HomeOutlookEducation & Issues“HASTAKUTHA” MALANG: Alur Relokasi Pusat Kota pada Hastakutha Malang
Malang

“HASTAKUTHA” MALANG: Alur Relokasi Pusat Kota pada Hastakutha Malang

MTC MEDIA – Malang. Tulisan bersambung menyambut Hari Jadi “Pemerintahan Kota Malang” ke-110. Berbicara mengenai sejarah rekonstruksi perkotaan Malang. “HASTAKUTHA” MALANG: Rekonstruksi Sejarah Perkotaan di Timur Gunung Kawi Lintas Masa. 

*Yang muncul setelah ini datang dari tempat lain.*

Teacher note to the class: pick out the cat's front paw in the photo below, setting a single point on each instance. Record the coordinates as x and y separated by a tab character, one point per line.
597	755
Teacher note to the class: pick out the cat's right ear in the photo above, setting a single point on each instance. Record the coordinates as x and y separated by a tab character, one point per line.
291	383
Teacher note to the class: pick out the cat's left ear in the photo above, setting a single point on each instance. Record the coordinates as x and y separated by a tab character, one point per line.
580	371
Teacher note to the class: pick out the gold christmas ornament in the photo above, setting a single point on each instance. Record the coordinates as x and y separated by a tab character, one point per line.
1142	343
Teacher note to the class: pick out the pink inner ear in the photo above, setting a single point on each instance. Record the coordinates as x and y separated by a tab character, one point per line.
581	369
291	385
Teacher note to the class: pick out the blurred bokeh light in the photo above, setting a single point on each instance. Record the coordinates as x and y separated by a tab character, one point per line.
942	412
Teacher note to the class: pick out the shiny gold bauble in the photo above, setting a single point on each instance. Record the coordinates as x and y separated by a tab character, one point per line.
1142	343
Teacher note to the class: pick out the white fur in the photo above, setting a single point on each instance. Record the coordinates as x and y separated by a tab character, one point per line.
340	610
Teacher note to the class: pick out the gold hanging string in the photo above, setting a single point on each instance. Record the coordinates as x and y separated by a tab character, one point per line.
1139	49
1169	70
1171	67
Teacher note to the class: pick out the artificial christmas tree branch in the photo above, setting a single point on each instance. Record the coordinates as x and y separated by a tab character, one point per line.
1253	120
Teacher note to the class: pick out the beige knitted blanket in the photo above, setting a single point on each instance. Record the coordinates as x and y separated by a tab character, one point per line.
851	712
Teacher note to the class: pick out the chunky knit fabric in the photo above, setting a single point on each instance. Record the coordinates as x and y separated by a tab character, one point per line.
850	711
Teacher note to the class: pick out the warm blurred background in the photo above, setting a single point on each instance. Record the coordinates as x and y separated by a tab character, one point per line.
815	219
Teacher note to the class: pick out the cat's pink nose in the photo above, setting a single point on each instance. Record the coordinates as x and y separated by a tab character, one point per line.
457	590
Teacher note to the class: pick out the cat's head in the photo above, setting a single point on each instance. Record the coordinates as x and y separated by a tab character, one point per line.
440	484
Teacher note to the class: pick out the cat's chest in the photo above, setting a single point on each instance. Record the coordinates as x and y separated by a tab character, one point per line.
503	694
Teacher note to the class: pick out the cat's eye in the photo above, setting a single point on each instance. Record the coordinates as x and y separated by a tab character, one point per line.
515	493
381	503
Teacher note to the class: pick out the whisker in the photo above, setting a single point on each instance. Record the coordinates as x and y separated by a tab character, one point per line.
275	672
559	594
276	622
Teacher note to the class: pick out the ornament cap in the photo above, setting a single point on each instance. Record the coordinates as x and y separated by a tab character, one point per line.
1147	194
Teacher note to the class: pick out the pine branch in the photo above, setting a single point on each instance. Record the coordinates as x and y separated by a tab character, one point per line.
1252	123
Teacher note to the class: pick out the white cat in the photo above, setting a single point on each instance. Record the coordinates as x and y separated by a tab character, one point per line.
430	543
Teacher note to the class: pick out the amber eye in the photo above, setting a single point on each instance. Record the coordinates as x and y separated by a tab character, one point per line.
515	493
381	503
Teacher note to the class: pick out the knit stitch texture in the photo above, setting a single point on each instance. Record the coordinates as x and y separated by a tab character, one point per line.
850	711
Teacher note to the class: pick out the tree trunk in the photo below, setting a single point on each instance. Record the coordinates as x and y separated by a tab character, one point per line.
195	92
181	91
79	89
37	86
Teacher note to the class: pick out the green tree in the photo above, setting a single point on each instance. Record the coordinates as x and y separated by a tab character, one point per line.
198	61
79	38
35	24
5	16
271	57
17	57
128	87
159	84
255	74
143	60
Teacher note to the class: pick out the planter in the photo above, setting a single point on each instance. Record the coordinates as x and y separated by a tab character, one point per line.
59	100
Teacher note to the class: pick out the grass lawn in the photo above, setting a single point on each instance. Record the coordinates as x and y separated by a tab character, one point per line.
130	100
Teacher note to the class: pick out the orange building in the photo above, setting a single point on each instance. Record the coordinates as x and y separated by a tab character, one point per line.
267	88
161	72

Bagian Akhir: Berkenaan dengan alur relokasi Kota Malang

Alur Relokasi Pusat Kota pada Hastakutha Malang

Dalam perjalaban panjang sejarah daerah Malang, lokasi pusat-pusat kota tidak menetap di suatu tempat. Paling tidak telah mengalami delapan kali relokasi, yaitu ; (a) sub-area barat pada era ke-1, yakni Kutha Kerajaan Kanjuruhan dan Kutha Watak Kanjuruhan pada Masa Hundu-Buddha (abad VIII dan abad IX-XV), (b) sub-area utara pada era ke-2, yaitu Kutha Tamwlang di Masa Hindu-Buddha (abad X), (c) sub-era timur pada era ke-3, ke-4 dan ke-5, yang meliputi Kutharaja, Kutha Tugaran dan Kutha Kabalan pada Masa Hindu-Buddha abad X, XIII dan XIC-XV), maupun Madyapura (komplek perkotaan = pura, di bagian yang tengah = madya) pada masa Perkembangan Islam (abad XVI- XVIII), serta (d) sub-area tengah, yaitu Kutho Katunenggungan Malang (abad XVIII), Kutho Kabupaten Malang (abad XIX-XX) dan Kutho Kota Praja Malang (awal abad X hingga kini) sejak Masa Kolonial hingga memasuki Masa Kemerdekaan RI  Pada depan kali relokasi, hanya sub-area di selatan saja yang tidak dijumpai jejaknya bahwa konon pernah dijadikan titik sentra perkotaan.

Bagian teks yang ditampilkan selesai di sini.